Elevated Cervical White Blood Cell Infiltrate Is Associated with Genital HIV Detection in a Longitudinal Cohort of Antiretroviral Therapy-Adherent Women

Department of Microbiology, Immunology, and Parasitology, Louisiana State University Health Sciences Center, New Orleans, Louisiana 70112, USA.
The Journal of Infectious Diseases (Impact Factor: 5.78). 10/2010; 202(10):1543-52. DOI: 10.1086/656720
Source: PubMed

ABSTRACT Identification of factors associated with the presence of human immunodeficiency virus (HIV) in female genital secretions is critical for intervention strategies targeting transmission and eliminating replication of genital virus. We sought to monitor the prevalence of genital HIV shedding in antiretroviral therapy-adherent women over time and to assess changes in the genital microenvironment.
Levels of cell-free HIV (HIV RNA) and HIV-infected cells (HIV DNA) were monitored in peripheral blood samples and cervical and vaginal fluid samples at monthly intervals in 11 women for 1 year. Genital tract infections and fluctuations in cervical and vaginal white blood cell counts were also evaluated at each study visit.

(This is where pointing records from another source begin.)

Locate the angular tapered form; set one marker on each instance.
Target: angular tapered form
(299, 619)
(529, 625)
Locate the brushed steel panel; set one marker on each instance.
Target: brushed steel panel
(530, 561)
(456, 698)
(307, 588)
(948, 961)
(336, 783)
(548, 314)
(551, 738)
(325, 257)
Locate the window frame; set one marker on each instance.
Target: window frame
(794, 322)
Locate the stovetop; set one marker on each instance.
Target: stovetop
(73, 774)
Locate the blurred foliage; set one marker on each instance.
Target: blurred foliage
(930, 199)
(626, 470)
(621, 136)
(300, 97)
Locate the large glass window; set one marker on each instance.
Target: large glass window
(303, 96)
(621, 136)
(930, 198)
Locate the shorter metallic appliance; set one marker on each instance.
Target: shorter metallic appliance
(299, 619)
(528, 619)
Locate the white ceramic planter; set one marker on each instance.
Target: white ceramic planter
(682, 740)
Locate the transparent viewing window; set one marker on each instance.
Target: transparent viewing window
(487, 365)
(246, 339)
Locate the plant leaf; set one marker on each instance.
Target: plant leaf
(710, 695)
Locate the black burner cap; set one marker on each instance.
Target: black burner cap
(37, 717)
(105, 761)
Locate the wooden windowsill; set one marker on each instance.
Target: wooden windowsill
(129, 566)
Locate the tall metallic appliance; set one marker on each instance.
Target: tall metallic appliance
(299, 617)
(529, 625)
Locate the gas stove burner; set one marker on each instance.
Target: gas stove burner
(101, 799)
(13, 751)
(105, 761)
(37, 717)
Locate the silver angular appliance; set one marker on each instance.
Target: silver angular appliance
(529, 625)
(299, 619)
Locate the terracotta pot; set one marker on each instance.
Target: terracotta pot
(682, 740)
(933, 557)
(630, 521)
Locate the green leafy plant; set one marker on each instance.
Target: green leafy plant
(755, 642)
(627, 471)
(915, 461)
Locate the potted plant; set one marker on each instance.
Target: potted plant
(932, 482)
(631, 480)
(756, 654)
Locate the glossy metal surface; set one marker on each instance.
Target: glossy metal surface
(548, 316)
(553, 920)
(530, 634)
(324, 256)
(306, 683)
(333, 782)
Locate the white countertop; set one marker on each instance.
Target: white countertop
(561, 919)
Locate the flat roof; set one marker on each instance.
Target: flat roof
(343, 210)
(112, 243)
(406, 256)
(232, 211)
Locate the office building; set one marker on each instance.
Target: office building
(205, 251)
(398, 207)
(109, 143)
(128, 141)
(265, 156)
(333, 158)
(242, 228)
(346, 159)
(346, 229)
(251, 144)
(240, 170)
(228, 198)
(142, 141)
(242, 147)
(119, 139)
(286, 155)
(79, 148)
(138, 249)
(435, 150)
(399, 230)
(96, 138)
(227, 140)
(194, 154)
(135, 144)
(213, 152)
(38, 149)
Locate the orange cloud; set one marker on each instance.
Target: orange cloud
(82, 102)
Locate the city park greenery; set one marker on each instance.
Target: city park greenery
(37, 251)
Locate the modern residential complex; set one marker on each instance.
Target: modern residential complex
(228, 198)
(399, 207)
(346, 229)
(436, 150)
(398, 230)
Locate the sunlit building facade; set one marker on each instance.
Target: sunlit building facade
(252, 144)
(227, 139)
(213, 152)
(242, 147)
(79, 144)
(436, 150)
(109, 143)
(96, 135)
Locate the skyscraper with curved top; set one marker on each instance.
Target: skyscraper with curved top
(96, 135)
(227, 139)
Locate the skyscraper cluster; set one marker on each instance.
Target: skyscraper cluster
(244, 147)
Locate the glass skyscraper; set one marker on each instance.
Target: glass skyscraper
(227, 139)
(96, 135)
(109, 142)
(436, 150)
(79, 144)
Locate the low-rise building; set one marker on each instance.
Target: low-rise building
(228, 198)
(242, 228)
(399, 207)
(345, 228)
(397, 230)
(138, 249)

Plasma HIV was undetectable at the majority of study visits; when detected, it was only at low levels. Throughout the study, genital HIV RNA and DNA were detected in each person. Combined genital HIV (RNA and DNA) was detected at 49.2% of study visits and was associated with an elevated concentration of cervical white blood cell infiltrate (odds ratio, 2.52 [95% confidence interval, 1.01-6.22]; P = .04). Infiltrate was not associated with a clinical disorder or patient-reported symptoms.
Despite antiretroviral therapy adherence and clinically suppressed plasma viremia, HIV was intermittently detected in genital secretions and was associated with subclinical inflammation and cells trafficking to the cervical mucosa.